T.K. productions capped its relationship with KC by releasing a Greatest Hits package in 1980. KC signed with Epic and recorded The Painter and All in a Night's Work, neither of which duplicated - or even approached - his earlier megasuccess. A song called "Give It Up" from the second Epic album was a huge hit in England, but Epic declined to release it stateside, so KC put it out on his own Mecca label, and it enjoyed decent sales.
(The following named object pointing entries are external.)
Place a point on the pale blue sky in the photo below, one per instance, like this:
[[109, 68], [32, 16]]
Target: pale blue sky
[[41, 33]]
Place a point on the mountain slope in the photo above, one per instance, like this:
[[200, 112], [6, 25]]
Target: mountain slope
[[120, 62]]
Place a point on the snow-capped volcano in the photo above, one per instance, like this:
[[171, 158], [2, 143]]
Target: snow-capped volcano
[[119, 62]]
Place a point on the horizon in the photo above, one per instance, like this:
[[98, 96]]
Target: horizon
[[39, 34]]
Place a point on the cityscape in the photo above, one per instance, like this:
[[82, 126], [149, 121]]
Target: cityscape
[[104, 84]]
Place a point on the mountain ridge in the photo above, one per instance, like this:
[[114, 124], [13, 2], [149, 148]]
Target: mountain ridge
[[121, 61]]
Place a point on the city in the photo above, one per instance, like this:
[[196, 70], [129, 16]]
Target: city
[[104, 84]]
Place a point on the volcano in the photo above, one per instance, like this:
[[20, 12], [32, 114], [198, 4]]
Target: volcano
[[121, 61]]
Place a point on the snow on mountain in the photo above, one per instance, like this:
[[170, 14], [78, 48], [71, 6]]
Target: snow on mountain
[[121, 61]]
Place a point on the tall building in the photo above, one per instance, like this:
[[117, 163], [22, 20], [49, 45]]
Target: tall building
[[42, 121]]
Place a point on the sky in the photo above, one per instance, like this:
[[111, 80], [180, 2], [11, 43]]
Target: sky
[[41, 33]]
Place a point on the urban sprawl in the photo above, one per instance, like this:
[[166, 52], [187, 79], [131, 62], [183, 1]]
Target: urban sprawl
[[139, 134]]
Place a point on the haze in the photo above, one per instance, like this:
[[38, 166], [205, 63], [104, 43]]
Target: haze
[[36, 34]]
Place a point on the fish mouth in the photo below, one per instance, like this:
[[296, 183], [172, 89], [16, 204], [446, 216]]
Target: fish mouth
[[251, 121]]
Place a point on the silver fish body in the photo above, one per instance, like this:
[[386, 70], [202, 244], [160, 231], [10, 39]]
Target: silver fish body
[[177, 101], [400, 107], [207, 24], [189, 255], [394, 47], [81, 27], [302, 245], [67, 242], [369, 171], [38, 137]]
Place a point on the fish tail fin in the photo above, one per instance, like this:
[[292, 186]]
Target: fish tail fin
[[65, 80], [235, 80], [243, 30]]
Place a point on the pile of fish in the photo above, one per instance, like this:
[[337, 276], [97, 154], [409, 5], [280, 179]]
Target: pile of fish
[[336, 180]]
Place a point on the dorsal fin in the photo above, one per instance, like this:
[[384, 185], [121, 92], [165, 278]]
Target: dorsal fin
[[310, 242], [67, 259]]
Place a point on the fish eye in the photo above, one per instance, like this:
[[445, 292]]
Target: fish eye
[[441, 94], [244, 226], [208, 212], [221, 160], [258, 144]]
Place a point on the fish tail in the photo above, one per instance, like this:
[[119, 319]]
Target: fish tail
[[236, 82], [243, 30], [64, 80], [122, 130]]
While admitting that T.K. "gave me an opportunity and helped it happen," and while implying he has no animosity toward his old bosses, KC still resents the way he was treated by the label toward the end. "I helped build that company," he says dispassionately. "I got the raw end, I think. I'd go in and there wouldn't be a poster for my new album, no promotion, nothing. I had them audited and they owed me $18 million. To get out of my contract, I told 'em to take that money and stick it up their ass." The figure he cites may seem far-fetched, but money flows fast and wild in the music business. And keeping track was not KC's forte, it was Henry Stone's.
Steve Alamo says, "A person like KC, who has five number-ones in a row, doesn't need to be promoted. If they released a new Michael Jackson, and didn't promote it, and it was a good album, do you think it would be lost to the world? I'm not saying we did or did not promote him, I'm saying that's ludicrous." As far as the financial allegations, Alamo says, "Those points were handled after I was gone [from T.K.]. I don't know if he had money due or not. But I know he got big advances up-front, like many of the artists. What we did pay him was enough to support half of North Miami." He adds that he still considers KC a friend.